Sunday, August 7, 2011

Sneaky Veggies

Do your children eat vegetables?

I don't have kids, but I know a lot of 'em and they all eat some veggies.  A 4-year-old I know loves baby tomatoes, carrots, snap peas, and bell peppers.  Another little boy of the same age is obsessed with salad.  These kids developed a taste for veggies by sitting at the table with their parents and grandparents and eating the same food that adults eat.  Sometimes it took awhile to try a particular vegetable, and sometimes they didn't like it when they tried it, but these kids eat veggies!

So when did it become normal to start sneaking pureed veggies into our kids' food?

A new study done at Penn State (discussed here in the NY Times) fed kids "veggie-enhanced" foods and then asked them to rate the taste.  Turns out most of them found the food palatable and increased their daily vegetable intake as a result of the hidden ingredients.  Does this mean ambitious moms should make pureed sweet potatoes a regular part of their kids' mac n' cheese?

Do you remember when Deceptively Delicious (by Jessica Seinfeld) came out a few years ago, followed by a rush on food processors and blenders?  Since Ms. Seinfeld's chef debut, there have been numerous other books and cooking shows dedicated to deceiving your kids in exchange for the perceived heath benefits of two tablespoons of zucchini.

But here's the thing: when you sneak vegetables into your kids' food, you're teaching them that others are responsible for their food choices, and that lesson has real consequences.  There won't always be a dedicated parent around to blanch and puree hated greens, and in your absence, what guidelines will they have to go on?

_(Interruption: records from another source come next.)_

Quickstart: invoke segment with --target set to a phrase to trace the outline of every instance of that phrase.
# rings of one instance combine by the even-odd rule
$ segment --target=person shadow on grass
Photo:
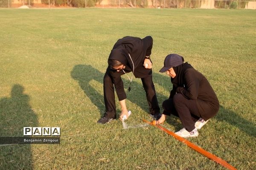
[[[11,97],[0,99],[0,137],[23,136],[23,127],[38,126],[37,117],[29,105],[29,97],[23,91],[22,85],[15,85]],[[0,144],[0,169],[33,169],[30,146]]]
[[[128,74],[131,75],[131,73]],[[103,77],[105,73],[102,73],[97,69],[94,68],[90,65],[75,65],[71,73],[72,78],[78,81],[79,85],[84,91],[85,94],[91,100],[92,102],[96,106],[100,112],[100,116],[102,117],[105,112],[105,105],[103,94]],[[140,107],[145,112],[149,113],[149,107],[147,102],[146,94],[143,88],[142,83],[141,84],[135,81],[133,81],[131,85],[131,91],[128,92],[127,89],[130,86],[130,81],[124,79],[123,75],[122,79],[124,83],[125,90],[127,96],[127,100],[135,103]],[[153,76],[154,78],[154,74]],[[90,82],[93,80],[96,81],[101,84],[100,88],[102,90],[101,93],[96,89],[97,87],[93,87],[90,84]],[[117,96],[116,94],[116,99]],[[164,97],[159,95],[157,91],[157,99],[160,97],[163,98]],[[159,102],[159,101],[158,101]],[[117,108],[117,105],[119,103],[116,102],[116,106]],[[129,110],[129,108],[127,108]],[[116,110],[117,116],[119,116],[119,113],[121,110]]]
[[[164,88],[165,90],[170,92],[172,88],[171,79],[169,77],[164,74],[153,73],[154,76],[154,83],[158,84]],[[162,96],[160,95],[160,96]],[[165,96],[165,98],[160,98],[159,100],[159,106],[162,108],[162,103],[165,100],[168,99],[169,96]],[[169,117],[168,118],[168,117]],[[181,123],[179,119],[177,117],[172,115],[168,116],[166,122],[170,125],[175,127],[175,130],[177,131],[182,128]],[[212,119],[215,119],[218,121],[226,122],[230,125],[238,128],[240,130],[246,133],[247,135],[252,137],[256,137],[256,126],[255,124],[249,120],[242,117],[236,113],[226,109],[224,107],[220,105],[220,109],[217,115]],[[210,123],[210,120],[209,123]]]

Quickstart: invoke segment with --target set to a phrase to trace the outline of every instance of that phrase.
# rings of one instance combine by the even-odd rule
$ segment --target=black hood
[[[125,37],[116,42],[108,60],[113,59],[121,62],[125,66],[125,70],[131,71],[134,67],[135,69],[139,65],[143,64],[146,49],[143,50],[143,42],[141,38]]]
[[[109,54],[108,60],[114,60],[121,62],[125,65],[127,65],[128,64],[127,55],[127,52],[125,52],[125,50],[121,48],[113,49]]]

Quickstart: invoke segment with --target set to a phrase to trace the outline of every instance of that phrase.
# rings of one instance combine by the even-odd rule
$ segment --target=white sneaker
[[[206,123],[209,121],[209,119],[208,119],[207,121],[205,121],[203,118],[200,118],[200,119],[195,123],[195,127],[197,130],[200,129],[202,128],[203,126],[206,124]]]
[[[186,130],[185,128],[183,128],[182,129],[180,130],[180,131],[175,132],[175,133],[184,138],[189,137],[196,137],[199,134],[195,128],[192,131],[189,132]]]

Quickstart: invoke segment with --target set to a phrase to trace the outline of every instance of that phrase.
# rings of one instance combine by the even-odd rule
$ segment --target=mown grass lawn
[[[108,55],[127,35],[154,39],[160,105],[172,87],[158,72],[167,54],[183,56],[207,78],[220,110],[198,137],[189,140],[238,169],[256,169],[256,14],[250,10],[0,9],[0,136],[22,136],[24,127],[60,127],[62,137],[60,144],[0,146],[0,169],[226,169],[154,127],[122,130],[119,120],[96,123],[105,111]],[[127,123],[151,120],[140,80],[128,92],[129,80],[123,79],[133,113]],[[173,116],[163,126],[182,128]]]

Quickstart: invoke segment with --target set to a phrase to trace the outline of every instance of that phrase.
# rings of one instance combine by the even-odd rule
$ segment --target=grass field
[[[238,169],[256,169],[256,16],[250,10],[0,9],[0,136],[23,136],[27,126],[60,127],[61,136],[87,133],[62,137],[60,144],[0,146],[0,169],[226,169],[154,127],[96,123],[105,111],[103,77],[113,45],[125,36],[149,35],[160,105],[172,86],[158,71],[166,55],[179,54],[207,78],[221,105],[189,140]],[[123,77],[133,113],[127,124],[151,120],[140,80],[128,92]],[[182,128],[174,116],[163,126]]]

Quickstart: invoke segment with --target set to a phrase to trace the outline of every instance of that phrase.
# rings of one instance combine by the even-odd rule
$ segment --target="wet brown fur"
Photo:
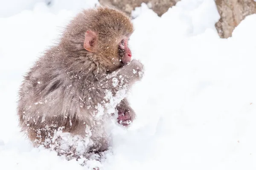
[[[97,34],[93,53],[83,47],[87,30]],[[128,17],[106,7],[84,10],[71,21],[58,44],[36,62],[20,89],[20,125],[35,146],[50,147],[52,144],[47,140],[52,139],[55,130],[62,127],[63,132],[85,136],[87,125],[93,129],[93,149],[107,148],[107,137],[104,133],[99,136],[97,134],[102,127],[95,125],[98,121],[95,106],[108,102],[104,98],[106,90],[114,96],[125,87],[127,92],[140,79],[142,64],[134,60],[122,65],[118,55],[120,39],[133,31]],[[117,87],[112,85],[113,78],[120,80]],[[126,99],[117,105],[119,107],[128,110],[132,120],[134,119],[135,113]]]

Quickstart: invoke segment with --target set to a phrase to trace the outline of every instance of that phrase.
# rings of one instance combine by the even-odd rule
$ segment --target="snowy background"
[[[96,0],[0,0],[0,169],[255,170],[256,14],[220,39],[214,0],[182,0],[161,17],[133,14],[130,45],[145,67],[129,95],[137,114],[113,132],[113,153],[81,167],[19,133],[22,76],[71,17]]]

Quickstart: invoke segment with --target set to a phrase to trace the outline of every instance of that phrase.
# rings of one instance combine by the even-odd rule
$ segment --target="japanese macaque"
[[[109,145],[108,123],[133,122],[126,96],[143,74],[128,47],[133,31],[128,16],[107,7],[84,10],[70,21],[20,89],[20,125],[35,146],[69,159],[101,152]]]

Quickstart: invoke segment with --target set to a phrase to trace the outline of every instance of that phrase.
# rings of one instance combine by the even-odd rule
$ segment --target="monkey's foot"
[[[124,126],[127,126],[131,123],[131,116],[129,111],[122,110],[119,109],[118,110],[118,117],[117,122],[120,125]]]

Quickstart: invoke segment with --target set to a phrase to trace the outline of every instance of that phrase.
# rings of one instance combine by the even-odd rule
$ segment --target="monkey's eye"
[[[125,40],[122,40],[121,41],[120,44],[122,45],[125,46]]]

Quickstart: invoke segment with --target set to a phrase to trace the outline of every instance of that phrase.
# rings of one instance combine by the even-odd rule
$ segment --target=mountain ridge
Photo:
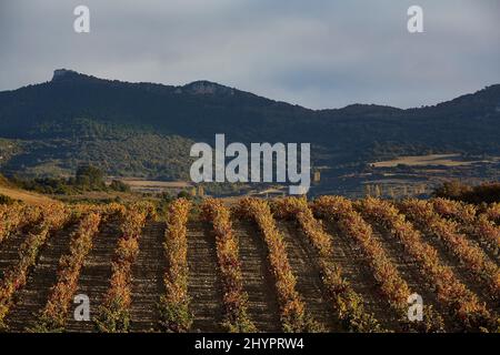
[[[210,143],[217,133],[243,143],[308,142],[314,164],[342,169],[402,154],[500,155],[499,123],[500,84],[414,109],[312,110],[207,80],[131,83],[67,69],[0,92],[0,138],[23,142],[22,153],[3,163],[10,171],[88,160],[110,174],[186,178],[189,144]]]

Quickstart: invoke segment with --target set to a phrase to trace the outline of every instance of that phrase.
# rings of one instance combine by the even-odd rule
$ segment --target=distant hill
[[[311,142],[316,164],[336,166],[429,152],[500,154],[500,85],[409,110],[314,111],[209,81],[129,83],[70,70],[0,92],[0,139],[17,148],[0,160],[7,173],[64,174],[93,162],[108,174],[183,179],[190,144],[216,133],[241,142]]]

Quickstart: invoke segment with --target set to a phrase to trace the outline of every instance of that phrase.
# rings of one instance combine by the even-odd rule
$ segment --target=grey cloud
[[[72,9],[91,9],[91,33]],[[426,33],[406,31],[409,6]],[[0,90],[66,67],[208,79],[310,108],[433,104],[500,82],[498,0],[17,0],[0,6]]]

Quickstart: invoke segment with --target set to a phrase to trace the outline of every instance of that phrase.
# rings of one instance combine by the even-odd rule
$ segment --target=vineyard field
[[[0,332],[499,332],[497,210],[339,196],[0,205]]]

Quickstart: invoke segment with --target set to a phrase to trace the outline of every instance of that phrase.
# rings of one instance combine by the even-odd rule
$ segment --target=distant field
[[[162,191],[164,189],[186,189],[190,186],[190,183],[186,181],[154,181],[140,179],[120,179],[120,180],[126,184],[128,184],[133,191],[142,191],[142,190]]]
[[[9,196],[13,200],[20,200],[27,204],[34,204],[34,205],[44,205],[52,201],[51,199],[37,193],[6,186],[0,186],[0,194]]]
[[[414,156],[400,156],[398,159],[388,160],[383,162],[372,163],[373,168],[396,168],[398,165],[409,166],[463,166],[486,161],[466,161],[460,154],[429,154]]]

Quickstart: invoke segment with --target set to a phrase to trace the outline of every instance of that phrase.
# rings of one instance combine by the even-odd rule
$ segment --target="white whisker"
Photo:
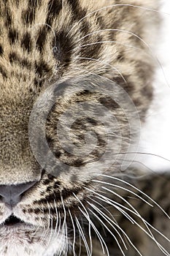
[[[139,192],[141,194],[144,195],[146,197],[147,197],[148,199],[150,199],[152,203],[154,203],[164,214],[165,215],[170,219],[170,217],[168,215],[168,214],[163,209],[163,208],[158,203],[156,203],[153,199],[152,199],[149,195],[147,195],[146,193],[144,193],[144,192],[142,192],[142,190],[139,189],[136,187],[131,184],[130,183],[127,182],[127,181],[125,181],[123,180],[121,180],[120,178],[116,178],[116,177],[112,177],[112,176],[107,176],[106,174],[101,174],[101,176],[103,177],[106,177],[106,178],[112,178],[112,179],[115,179],[115,180],[117,180],[117,181],[119,181],[120,182],[123,182],[130,187],[131,187],[133,189],[137,190],[138,192]]]

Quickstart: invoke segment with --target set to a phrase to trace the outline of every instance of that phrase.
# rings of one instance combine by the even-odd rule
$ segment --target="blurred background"
[[[160,64],[154,81],[154,100],[142,129],[139,152],[143,154],[137,154],[136,160],[151,171],[170,172],[170,1],[161,2],[163,23],[155,42]]]

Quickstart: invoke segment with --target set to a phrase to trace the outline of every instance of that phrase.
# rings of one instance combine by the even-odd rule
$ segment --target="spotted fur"
[[[113,237],[106,227],[107,222],[104,222],[106,232],[102,233],[98,221],[99,212],[93,216],[88,208],[89,200],[92,203],[96,198],[95,192],[104,194],[104,191],[101,192],[103,189],[98,182],[107,182],[108,178],[102,175],[114,177],[121,172],[123,157],[117,157],[112,166],[108,165],[108,159],[104,159],[104,171],[99,172],[96,167],[85,172],[84,167],[90,166],[104,154],[108,140],[113,140],[110,151],[115,156],[119,147],[119,132],[122,137],[119,152],[128,151],[131,141],[137,137],[139,127],[134,117],[139,116],[144,121],[152,99],[155,61],[148,45],[154,44],[158,29],[158,1],[155,0],[0,0],[0,184],[10,186],[36,181],[13,208],[7,207],[0,198],[0,255],[92,255],[88,249],[88,214],[101,232],[102,239],[106,240],[106,247],[110,247],[110,255],[120,255],[116,244],[109,246]],[[119,89],[116,89],[117,85]],[[107,94],[104,93],[103,88],[115,90],[115,98],[108,91],[105,91]],[[126,94],[131,99],[137,116],[131,112],[132,103],[125,101]],[[43,104],[42,97],[46,99]],[[49,148],[60,162],[58,165],[44,148],[40,136],[43,114],[52,101],[45,123],[45,135]],[[30,118],[37,102],[40,105],[36,105],[38,111],[33,116],[37,125],[34,129],[31,126],[30,132]],[[80,103],[88,106],[85,111],[82,108],[80,116]],[[102,106],[103,110],[99,113],[95,112],[97,104]],[[71,138],[76,148],[85,145],[85,133],[93,132],[96,135],[97,143],[88,154],[81,149],[81,154],[76,154],[74,148],[68,148],[67,151],[61,143],[56,127],[61,116],[69,109],[69,118],[63,116],[61,135],[64,138],[65,126],[69,127],[69,119],[74,118]],[[130,112],[131,125],[125,110]],[[39,113],[42,113],[42,120]],[[90,117],[91,113],[96,113],[97,120]],[[117,127],[108,118],[108,113],[116,117]],[[104,129],[103,119],[106,117],[105,125],[112,127],[112,132]],[[67,143],[66,137],[64,142]],[[45,157],[43,165],[39,164],[34,154],[37,147]],[[98,182],[95,182],[95,179]],[[153,184],[166,184],[168,187],[169,184],[161,180],[159,184],[158,177],[148,178],[147,181],[139,181],[144,192],[150,190],[150,183],[153,193]],[[115,184],[115,181],[109,181]],[[120,185],[123,187],[125,184]],[[167,190],[165,189],[166,192]],[[139,191],[135,192],[139,194]],[[109,194],[110,196],[112,193]],[[125,193],[122,196],[128,198],[129,195]],[[161,197],[163,200],[166,195],[161,194]],[[147,204],[136,197],[139,201],[136,208],[138,210],[141,203],[145,214]],[[158,197],[155,197],[156,201]],[[114,200],[113,195],[111,198]],[[120,201],[123,205],[125,202]],[[107,203],[100,202],[106,208]],[[99,206],[98,202],[95,206]],[[168,207],[166,209],[165,204],[167,212]],[[94,208],[90,208],[95,211]],[[148,208],[147,205],[147,214],[144,214],[146,219],[157,212]],[[116,214],[114,207],[111,207],[111,212],[113,217]],[[12,214],[28,223],[27,228],[20,225],[14,231],[5,227],[3,223]],[[121,216],[118,219],[128,233],[131,228],[128,228],[129,223]],[[93,232],[95,233],[95,228]],[[101,255],[100,236],[98,238],[96,230],[93,236],[93,255]],[[130,232],[129,236],[135,240],[133,233]],[[85,244],[85,252],[82,246],[82,252],[79,252],[79,237]],[[149,239],[146,237],[143,242],[139,233],[139,239],[133,242],[148,256],[151,252],[150,246],[145,245]],[[155,244],[154,248],[161,253],[158,245]],[[136,255],[136,251],[129,252],[125,255]]]

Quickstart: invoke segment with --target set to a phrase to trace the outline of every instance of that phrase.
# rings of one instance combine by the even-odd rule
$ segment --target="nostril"
[[[21,195],[36,183],[31,181],[19,185],[0,185],[0,196],[4,203],[14,206],[20,202]]]

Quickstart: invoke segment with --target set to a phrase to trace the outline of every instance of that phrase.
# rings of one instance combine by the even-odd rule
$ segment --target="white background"
[[[159,42],[155,42],[155,56],[161,67],[156,72],[154,101],[142,130],[139,149],[157,156],[138,154],[136,159],[152,171],[170,171],[170,1],[162,2],[161,11],[166,14],[161,12],[162,31],[158,31]]]

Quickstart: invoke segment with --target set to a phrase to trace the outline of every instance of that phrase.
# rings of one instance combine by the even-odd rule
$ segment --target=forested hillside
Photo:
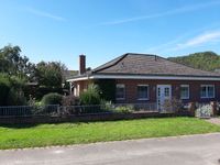
[[[213,52],[194,53],[186,56],[169,57],[168,59],[204,70],[220,68],[220,56]]]

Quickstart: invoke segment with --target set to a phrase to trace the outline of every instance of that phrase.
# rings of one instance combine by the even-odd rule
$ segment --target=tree
[[[213,52],[194,53],[187,56],[169,57],[168,59],[209,72],[220,68],[220,56]]]
[[[30,79],[33,70],[34,64],[30,63],[26,56],[21,55],[19,46],[8,45],[0,50],[0,73]]]
[[[57,62],[41,62],[35,68],[35,78],[40,86],[51,88],[62,88],[64,82],[63,73],[66,70],[66,66]]]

Instead, teach your children to enjoy spinach (or any other vegetable) in its own right, then separately help them learn to enjoy a moderate portion of brownie as a treat.  These are both key elements of learning to eat wisely, and that's a skill that will serve them well the rest of their lives.

An estimated 20% of American children are overweight or obese. We absolutely must teach our children to enjoy fruit, veggies, and whole grains, and to take part in their own health and well-being--only then will we start to decrease our soaring rates of adult obesity, diabetes, heart disease, and cancer.

Don't hobble your children by lying to them about their food.  Instead, help them learn how to apply good judgment when they eat, whether it's edamame and jicama or brownies and hot dogs.